Totalitarian Narcissism

From Mark Steyn:

I did my best to keep my spirits up on Tuesday while guest-hosting America’s Number One radio show, but actually I was near overwhelmed by an awful sickening sadness, which is not the best disposition for broadcast entertainment. I woke up to the news that, during the night, in Baltimore, Maryland, the oldest monument to Christopher Columbus in the United States had been destroyed by someone called “Ty” and his chum:

A 225-year-old monument commemorating Christopher Columbus was vandalized early Monday amid the nationwide debate on removing Confederate statues and monuments.

A video posted on Monday shows the monument being smashed. It shows two unidentified people taping a sign reading “The future is racial and economic justice” on the monument. One of them then hits the monument with what appears to be a sledgehammer while the other stands next to the monument holding a sign that reads “Racism: Tear it down.”

“Christopher Columbus symbolizes the initial invasion of European capitalism into the Western Hemisphere. Columbus initiated a centuries-old wave of terrorism, murder, genocide, rape, slavery, ecological degradation and capitalist exploitation of labor in the Americas,” the video’s narrator, who identifies himself as “Ty,” says.

As you can see at right, almost every word painstakingly engraved on that obelisk has been obliterated. It stood for 225 years, and it was destroyed in the blink of an eye. Julia Manchester, The Hill’s reporter, continues:

This comes amid a heated debate across the country over removing Confederate monuments…

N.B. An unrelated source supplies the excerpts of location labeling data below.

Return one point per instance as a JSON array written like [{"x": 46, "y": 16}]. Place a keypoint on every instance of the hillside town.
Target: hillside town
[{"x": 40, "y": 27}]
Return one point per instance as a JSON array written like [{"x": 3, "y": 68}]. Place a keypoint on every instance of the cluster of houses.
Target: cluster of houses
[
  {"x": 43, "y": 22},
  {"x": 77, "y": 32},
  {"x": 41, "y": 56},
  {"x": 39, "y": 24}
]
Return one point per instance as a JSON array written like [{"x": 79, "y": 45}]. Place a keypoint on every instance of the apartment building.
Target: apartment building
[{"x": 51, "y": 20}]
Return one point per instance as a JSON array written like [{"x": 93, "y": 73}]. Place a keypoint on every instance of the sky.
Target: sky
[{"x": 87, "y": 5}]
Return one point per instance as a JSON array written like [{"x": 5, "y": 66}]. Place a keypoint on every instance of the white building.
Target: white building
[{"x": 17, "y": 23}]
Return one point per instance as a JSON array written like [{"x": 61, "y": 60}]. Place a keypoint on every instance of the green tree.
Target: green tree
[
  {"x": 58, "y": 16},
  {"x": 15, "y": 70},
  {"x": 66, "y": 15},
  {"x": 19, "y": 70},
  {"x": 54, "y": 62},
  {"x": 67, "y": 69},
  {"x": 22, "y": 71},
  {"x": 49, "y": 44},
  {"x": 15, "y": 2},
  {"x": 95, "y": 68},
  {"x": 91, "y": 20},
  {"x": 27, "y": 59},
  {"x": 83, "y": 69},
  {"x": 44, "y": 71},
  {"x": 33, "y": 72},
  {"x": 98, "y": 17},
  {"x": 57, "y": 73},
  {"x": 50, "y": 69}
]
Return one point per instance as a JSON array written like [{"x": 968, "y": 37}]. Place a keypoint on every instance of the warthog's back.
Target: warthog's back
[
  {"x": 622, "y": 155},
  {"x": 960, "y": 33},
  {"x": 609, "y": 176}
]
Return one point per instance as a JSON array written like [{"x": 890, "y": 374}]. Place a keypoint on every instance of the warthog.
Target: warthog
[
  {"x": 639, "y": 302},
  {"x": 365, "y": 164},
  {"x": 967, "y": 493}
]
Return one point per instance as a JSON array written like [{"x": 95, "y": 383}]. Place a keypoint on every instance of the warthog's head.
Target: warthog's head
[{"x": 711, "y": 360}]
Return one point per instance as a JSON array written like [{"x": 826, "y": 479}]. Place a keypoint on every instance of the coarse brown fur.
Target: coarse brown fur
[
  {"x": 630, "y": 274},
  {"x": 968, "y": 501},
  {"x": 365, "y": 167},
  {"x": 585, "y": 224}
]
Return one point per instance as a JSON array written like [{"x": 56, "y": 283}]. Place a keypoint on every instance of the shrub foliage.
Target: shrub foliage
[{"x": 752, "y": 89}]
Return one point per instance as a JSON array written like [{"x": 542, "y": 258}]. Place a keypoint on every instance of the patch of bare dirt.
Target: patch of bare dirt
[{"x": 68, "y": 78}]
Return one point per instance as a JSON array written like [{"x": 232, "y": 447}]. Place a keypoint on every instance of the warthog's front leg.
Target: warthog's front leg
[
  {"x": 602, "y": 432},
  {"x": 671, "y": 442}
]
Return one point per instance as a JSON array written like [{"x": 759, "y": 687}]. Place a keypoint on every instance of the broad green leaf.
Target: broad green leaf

That’s one way of putting it, but not an honest one. Mark Steyn Club member David Elstrom left a comment here that deserves to be more widely distributed:

Mark,

I notice that the left media and even Fox News talk about the “discussion” on statues, or opine on the “conversation” concerning public monuments.

This Newspeak is apparently supposed to con the plebes into thinking something civil or democratic is happening. All I’ve seen is politicians or other apparatchiks rushing to remove statues (fearing the wrath of the mob) or actual mobs tearing things down.

If this is discussion, or conversation, then rape must be a “social event,” and sticking up the local convenience store a “financial transaction.”

Indeed. It’s hard to have a “conversation” with a guy wielding a sledgehammer. I was just sent a link to an Ohio newspaper purporting to report that one municipality was now “exhuming” the bodies of Confederate soldiers. I’m relieved to report that website appears to be fake. But it’s getting increasingly hard to tell. We live in a decadent age of totalitarian narcissism.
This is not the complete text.